You take a deep breath on the surface, dive to where the action is and do whale-things, then surface and breathe. Repeat.

Underwater hockey is like that, only instead of doing whale-things when you dive, you try to get a three-pound puck into a shallow trough on your opponent’s end of the pool.

The first time my friend suggested I try underwater hockey, I thought he was joking. When I realized he was, in fact, quite serious, and that the pool was within walking distance of my house, I decided I couldn’t pass it up. It would be useful fodder for games like “Never Have I Ever”, at the very least!

I loved it. It was like the fulfillment of every pool game I played as a child, like diving for dimes had a greater purpose and I had finally found it. Plus, it’s a killer workout.

Where did it come from?

In 1954, Alan Blake had built a successful diving club from scratch in Portsmouth, UK. Things were going well, but winter was coming and that made diving in frigid water extremely uncomfortable, if not impossible.

Blake and a few other club members were concerned that the nascent club would disintegrate if they were only able to do laps at the bottom of a swimming pool for six months, so they invented a game.

The first iteration of underwater hockey involved four players from each side (for a total of eight) pushing a puck with short sticks. It was cleverly titled “Octopush”, and you can read Blake’s own account of it here.

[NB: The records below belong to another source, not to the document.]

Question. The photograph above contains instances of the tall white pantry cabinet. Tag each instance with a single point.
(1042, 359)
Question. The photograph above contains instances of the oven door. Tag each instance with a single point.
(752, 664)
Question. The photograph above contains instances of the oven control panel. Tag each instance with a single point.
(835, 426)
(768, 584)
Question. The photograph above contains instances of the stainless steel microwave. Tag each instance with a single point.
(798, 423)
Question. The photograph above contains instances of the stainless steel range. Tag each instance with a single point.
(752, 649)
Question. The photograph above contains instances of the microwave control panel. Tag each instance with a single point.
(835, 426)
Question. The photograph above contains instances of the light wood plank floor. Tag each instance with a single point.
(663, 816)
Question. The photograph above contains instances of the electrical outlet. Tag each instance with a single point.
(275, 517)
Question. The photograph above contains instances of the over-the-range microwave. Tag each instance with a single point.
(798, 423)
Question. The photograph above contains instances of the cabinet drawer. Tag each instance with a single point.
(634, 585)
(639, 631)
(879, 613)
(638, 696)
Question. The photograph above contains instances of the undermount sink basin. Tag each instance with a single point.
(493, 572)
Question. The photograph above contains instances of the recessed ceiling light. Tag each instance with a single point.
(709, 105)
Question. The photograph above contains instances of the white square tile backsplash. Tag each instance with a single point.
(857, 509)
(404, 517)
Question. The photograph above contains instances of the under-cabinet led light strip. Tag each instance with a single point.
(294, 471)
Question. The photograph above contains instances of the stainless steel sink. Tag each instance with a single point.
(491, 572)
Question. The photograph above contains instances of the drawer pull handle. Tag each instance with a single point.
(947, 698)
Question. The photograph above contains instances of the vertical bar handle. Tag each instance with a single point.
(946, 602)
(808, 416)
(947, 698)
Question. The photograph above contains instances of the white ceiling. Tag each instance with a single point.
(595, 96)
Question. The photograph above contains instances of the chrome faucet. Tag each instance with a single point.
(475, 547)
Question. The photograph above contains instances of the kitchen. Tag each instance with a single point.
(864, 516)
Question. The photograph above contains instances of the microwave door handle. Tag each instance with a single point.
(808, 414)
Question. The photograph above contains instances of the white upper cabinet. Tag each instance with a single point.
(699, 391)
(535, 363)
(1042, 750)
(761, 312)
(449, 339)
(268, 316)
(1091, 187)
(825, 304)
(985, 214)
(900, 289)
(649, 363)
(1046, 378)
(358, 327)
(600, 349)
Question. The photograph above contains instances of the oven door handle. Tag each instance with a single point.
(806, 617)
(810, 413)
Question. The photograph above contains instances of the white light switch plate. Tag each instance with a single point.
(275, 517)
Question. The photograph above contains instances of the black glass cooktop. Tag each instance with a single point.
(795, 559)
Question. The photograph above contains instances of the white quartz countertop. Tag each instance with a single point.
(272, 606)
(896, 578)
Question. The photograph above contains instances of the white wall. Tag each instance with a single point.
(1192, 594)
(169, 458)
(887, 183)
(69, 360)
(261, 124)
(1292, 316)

From there, it evolved into its current form and became known as underwater hockey–or just “hockey” to most people connected with the sport. Hockey is governed by the Confédération Mondiale des Activités Subaquatiques, or CMAS, and world championships are held every other year.

Here’s what you need:

  • A Pool—The pool has to be deep enough, at least 2 meters (about 6 feet). Playing in water that’s shallower than two meters deep might sound like it would be safer, but it isn’t. When there’s less water for players to spread out in, it becomes difficult to avoid being kicked.
  • A Puck and Goals–The puck is brightly colored and weighs about three pounds. The goals are shallow troughs that sit at either end of the playing area.
  • On Your Head—Hockey is a non-contact sport, but everyone who’s played for awhile has a story about the time they (or a teammate) took a puck to the face. It happens.

Because it happens, you wear ear protection in the form of a water polo cap or wrestling headgear and a mouthguard, either the normal kind or one specially made to fit over a snorkel.

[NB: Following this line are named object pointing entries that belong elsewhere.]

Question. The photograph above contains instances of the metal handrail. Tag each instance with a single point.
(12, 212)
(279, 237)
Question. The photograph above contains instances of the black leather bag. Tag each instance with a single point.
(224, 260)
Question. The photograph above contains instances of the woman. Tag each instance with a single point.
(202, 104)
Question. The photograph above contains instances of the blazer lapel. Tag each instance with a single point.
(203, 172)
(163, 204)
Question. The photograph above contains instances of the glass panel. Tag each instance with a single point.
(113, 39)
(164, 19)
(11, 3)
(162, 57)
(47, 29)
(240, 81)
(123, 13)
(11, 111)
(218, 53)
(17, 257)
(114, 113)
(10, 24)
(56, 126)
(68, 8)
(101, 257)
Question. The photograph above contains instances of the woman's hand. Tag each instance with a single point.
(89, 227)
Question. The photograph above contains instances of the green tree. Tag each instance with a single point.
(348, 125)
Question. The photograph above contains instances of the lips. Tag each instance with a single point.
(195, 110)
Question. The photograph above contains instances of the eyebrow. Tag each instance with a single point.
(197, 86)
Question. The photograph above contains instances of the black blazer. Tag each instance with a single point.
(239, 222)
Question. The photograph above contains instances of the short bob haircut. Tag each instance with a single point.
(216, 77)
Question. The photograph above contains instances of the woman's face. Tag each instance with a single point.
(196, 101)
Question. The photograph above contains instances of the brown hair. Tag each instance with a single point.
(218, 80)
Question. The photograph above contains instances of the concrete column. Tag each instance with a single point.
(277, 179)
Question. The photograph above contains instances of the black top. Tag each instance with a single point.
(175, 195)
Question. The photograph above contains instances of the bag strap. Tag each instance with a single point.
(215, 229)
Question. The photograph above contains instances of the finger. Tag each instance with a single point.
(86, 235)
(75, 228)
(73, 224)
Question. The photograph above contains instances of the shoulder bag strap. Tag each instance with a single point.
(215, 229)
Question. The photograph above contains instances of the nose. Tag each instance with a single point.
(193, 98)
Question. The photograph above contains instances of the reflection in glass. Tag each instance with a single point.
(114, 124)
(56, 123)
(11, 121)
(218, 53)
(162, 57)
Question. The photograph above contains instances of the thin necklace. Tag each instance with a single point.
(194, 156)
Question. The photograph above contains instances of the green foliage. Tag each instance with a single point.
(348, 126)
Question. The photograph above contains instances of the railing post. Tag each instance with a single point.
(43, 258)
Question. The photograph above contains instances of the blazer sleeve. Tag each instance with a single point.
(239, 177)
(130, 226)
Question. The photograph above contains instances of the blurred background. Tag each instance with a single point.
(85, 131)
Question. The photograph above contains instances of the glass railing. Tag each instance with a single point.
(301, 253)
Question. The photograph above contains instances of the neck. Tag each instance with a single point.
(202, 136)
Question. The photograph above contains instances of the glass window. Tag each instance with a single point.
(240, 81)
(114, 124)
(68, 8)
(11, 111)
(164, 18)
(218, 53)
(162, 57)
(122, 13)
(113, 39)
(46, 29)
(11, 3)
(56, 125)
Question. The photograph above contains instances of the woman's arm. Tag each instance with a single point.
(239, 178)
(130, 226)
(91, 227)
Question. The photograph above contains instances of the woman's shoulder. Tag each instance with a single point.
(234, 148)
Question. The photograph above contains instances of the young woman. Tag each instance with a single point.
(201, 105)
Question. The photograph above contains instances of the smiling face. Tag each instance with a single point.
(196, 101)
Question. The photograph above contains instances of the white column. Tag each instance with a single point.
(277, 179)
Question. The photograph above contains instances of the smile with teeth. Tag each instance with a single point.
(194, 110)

You’ll also wear snorkel, so you can keep looking at the puck while you occasionally come up to breathe, and a snorkel mask so you can see.

  • On Your Hands—It’s tempting to think of an ice hockey stick, but don’t. They’re not even close.

Underwater hockey sticks are approximately a foot long. They have a straight side that faces away from your body for shooting, and a hooked side facing towards your body for stealing and puck-handling. You’ll need a set of two, black and white. In every game, one team plays black sticks (and caps) and the other plays white.

You also wear a glove with a protective rubber shell on your stick hand. Most of the time, the puck doesn’t get slammed into your knuckles, but if does you’ll be thankful for the glove.

  • On Your Feet—The fins are the most fun part of the getup! Hockey fins are built for lightning-fast acceleration and quick turns, not top-speed. That means they’re quite stiff and many of the best ones are made of carbon fiber.

All the stops, starts, and fast curls can make keeping your fins on your feet a challenge. Fin keepers help with that. They’re just little rubber straps that keep your fins where they should be.

Basic Idea and Positions

A game starts with the strike. Six players from each team line up on one end of the pool, and six on the other. When the ref starts the game, they race to the puck in the middle of the pool and start trying to get it into the goal trough on their opponent’s side.

Three or four players are “forwards”, who work together to drive the puck up the pool. They can either swim, pushing the puck and keeping it out of reach of defenders, or flick it to a teammate. A player with a great flick can launch the puck off the pool floor for a yard or two.

Since even the toughest players have to breathe now and then, there’s not one goalkeeper like you’d see in soccer or ice hockey. Instead, two or three “backs” share defensive responsibilities. Waiting by the goal doesn’t pay, so they swim a yard or two behind the forwards to contain fast breaks before they start and give the forwards a place to pass if they get into trouble in the front.

Games last for two 15-minute halves, with a three-minute halftime in between. It doesn’t sound like much time when you’re on dry land, but it’s enough when you’re in the water.

At any given moment, most of the team should be on the bottom. If you see most of a team’s players on the surface of the water at the same time, you know they’re getting tired and might be in trouble.

Teams to Watch

The Reigning Champs—At the 2018 world championships held in Quebec in July, New Zealand’s men’s and women’s elite teams both took home the gold. These teams overcame several challenges including playing in tournament pools a meter deeper than they were used to.